深い闇の中に進むにつれ、空気が重くなり、不気味な静寂が支配した。突然、床から鋭い音が響き渡り、ラーンがよろめきながら倒れた。「しまった!罠だ!」イシェは慌ててラーンの手を掴み、引き上げた。「大丈夫か?」
「うっ…何とか」ラーンは顔をしかめた。「骨董品のために命を落とすとは…」イシェは彼の言葉を遮った。「そんなこと言わないで。まずは安全な場所へ戻ろう」
テルヘルは静かに周囲を見回した。罠の仕掛けには奇妙な装飾が施されていた。まるで、骨董品の守護者のような雰囲気を感じた。「この洞窟はただの遺跡ではないようだ…」彼女は呟いた。 ラーンとイシェは彼女の言葉の意味を理解することができなかった。しかし、彼らの直感に危険を感じさせるものがあった。

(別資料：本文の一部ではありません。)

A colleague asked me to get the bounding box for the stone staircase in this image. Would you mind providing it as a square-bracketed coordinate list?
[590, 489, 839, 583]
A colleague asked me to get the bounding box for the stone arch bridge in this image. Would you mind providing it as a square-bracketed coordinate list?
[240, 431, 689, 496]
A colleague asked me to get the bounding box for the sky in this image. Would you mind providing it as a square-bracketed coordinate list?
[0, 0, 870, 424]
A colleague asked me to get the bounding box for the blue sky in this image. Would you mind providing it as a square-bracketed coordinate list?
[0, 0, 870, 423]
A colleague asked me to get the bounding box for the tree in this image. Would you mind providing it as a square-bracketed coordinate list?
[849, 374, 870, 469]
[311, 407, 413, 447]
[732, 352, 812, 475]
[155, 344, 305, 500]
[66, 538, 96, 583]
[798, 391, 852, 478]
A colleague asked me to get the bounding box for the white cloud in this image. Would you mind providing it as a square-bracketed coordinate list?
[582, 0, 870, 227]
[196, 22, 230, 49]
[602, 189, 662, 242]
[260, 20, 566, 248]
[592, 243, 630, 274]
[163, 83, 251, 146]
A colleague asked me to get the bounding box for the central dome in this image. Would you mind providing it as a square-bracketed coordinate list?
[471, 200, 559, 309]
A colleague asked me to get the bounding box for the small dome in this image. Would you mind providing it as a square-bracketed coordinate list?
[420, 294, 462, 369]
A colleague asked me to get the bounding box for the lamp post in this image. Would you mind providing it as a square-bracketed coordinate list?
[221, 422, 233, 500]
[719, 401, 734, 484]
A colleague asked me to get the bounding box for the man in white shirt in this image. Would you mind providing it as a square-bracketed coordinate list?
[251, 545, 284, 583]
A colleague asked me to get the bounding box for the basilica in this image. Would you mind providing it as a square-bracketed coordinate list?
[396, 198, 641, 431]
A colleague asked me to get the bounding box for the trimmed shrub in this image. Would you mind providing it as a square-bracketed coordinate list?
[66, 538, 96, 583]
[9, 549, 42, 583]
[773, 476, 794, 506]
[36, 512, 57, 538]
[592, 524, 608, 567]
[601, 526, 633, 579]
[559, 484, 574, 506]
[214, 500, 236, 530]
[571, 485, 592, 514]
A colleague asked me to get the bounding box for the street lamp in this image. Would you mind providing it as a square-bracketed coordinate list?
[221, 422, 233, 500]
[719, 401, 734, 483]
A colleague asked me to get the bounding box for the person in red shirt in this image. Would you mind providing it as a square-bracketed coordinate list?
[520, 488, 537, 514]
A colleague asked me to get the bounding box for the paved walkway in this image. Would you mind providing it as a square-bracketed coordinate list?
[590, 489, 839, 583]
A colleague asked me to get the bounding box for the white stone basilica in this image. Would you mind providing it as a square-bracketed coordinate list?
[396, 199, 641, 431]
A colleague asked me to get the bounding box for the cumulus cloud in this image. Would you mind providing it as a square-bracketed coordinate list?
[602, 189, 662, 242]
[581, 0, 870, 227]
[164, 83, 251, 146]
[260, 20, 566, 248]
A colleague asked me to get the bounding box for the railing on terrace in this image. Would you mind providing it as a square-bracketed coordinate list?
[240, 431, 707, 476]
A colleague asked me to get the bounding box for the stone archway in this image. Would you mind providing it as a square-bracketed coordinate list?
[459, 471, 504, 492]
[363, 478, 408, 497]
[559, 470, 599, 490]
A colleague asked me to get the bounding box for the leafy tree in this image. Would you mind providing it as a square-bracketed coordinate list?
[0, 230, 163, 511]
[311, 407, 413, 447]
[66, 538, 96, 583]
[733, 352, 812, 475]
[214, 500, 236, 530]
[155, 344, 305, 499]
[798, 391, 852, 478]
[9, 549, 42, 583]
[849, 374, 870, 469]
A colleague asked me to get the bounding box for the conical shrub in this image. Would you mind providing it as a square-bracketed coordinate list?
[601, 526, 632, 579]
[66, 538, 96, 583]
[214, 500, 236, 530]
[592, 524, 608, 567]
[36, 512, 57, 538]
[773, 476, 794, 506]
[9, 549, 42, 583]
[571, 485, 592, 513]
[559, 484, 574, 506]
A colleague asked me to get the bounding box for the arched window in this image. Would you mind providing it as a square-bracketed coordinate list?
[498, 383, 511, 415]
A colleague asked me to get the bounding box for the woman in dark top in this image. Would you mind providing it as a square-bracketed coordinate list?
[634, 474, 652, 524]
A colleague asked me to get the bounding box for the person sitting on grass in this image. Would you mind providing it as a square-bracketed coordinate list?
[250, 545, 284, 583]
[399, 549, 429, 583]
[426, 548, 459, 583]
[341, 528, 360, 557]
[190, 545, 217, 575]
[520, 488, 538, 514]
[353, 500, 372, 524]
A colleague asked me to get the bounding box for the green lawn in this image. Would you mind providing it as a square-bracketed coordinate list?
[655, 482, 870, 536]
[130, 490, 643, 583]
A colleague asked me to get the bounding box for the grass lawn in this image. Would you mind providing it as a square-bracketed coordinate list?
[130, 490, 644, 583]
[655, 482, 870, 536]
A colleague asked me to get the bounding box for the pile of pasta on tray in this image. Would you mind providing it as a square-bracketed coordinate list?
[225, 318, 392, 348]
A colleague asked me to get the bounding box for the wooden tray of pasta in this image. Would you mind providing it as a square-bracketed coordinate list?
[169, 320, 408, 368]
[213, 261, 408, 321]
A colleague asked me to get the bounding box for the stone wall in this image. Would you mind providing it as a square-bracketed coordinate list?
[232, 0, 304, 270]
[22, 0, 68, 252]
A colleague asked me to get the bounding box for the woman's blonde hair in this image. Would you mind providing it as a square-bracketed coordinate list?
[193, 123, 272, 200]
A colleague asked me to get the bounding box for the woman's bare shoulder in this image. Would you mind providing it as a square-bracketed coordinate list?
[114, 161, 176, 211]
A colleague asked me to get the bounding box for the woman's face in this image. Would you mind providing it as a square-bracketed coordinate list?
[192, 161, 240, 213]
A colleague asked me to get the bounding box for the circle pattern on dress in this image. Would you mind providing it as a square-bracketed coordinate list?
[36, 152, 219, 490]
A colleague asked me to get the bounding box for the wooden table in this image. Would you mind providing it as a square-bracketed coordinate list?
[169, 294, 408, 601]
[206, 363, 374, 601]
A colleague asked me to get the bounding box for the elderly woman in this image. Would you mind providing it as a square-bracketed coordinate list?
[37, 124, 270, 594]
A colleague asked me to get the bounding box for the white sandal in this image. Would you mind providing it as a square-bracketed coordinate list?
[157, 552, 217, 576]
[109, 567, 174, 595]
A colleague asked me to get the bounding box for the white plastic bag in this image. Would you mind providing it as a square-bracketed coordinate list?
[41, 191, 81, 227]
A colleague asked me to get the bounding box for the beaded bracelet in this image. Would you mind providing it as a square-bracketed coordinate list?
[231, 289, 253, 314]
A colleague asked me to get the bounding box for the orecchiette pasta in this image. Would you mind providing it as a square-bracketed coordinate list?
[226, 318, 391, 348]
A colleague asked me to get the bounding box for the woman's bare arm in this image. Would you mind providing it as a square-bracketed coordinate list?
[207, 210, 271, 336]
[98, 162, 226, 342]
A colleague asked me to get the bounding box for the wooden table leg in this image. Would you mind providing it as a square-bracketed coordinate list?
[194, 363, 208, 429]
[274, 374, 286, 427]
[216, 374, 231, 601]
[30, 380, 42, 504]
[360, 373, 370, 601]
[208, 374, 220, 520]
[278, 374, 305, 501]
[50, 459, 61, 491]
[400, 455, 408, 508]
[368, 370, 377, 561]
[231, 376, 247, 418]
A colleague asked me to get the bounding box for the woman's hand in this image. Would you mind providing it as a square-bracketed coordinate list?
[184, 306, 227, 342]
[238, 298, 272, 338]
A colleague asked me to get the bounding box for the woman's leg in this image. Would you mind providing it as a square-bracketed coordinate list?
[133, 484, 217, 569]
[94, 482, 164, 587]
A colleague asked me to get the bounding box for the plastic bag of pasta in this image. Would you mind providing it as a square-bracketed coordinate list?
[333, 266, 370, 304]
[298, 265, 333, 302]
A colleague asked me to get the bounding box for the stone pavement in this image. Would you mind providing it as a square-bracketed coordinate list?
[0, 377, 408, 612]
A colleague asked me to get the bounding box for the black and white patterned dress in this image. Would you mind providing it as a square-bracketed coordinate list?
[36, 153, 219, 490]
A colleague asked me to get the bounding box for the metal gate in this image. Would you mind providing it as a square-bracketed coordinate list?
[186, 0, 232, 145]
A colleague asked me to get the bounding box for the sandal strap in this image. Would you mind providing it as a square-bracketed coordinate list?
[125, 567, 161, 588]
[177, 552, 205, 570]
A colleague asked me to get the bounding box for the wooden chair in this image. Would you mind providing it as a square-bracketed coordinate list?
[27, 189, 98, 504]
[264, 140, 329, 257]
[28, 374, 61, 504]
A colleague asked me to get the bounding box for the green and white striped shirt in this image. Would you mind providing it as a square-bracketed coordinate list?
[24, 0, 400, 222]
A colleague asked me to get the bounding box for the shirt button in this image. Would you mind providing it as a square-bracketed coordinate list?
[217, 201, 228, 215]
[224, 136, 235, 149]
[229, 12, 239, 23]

三人は慎重に洞窟を進み、ついに奥の部屋へと辿り着いた。そこには、豪華な宝飾品や武器が所狭しと並んでいた。そしてその中心に、ひときわ大きな骨董品が置かれていた。それはまるで、古代の王が身に付けていたような装飾品だった。
「これが…噂の骨董品か…」ラーンの目を見開いた。「これでヴォルダンへの復讐も夢じゃない!」イシェは冷静さを失わずに周囲を警戒した。しかし、その瞬間、部屋の壁から光が放たれ、三人は眩い光の中に包まれた。意識を失う前に、イシェはかすかに骨董品から発せられる不気味な声が聞こえた気がした。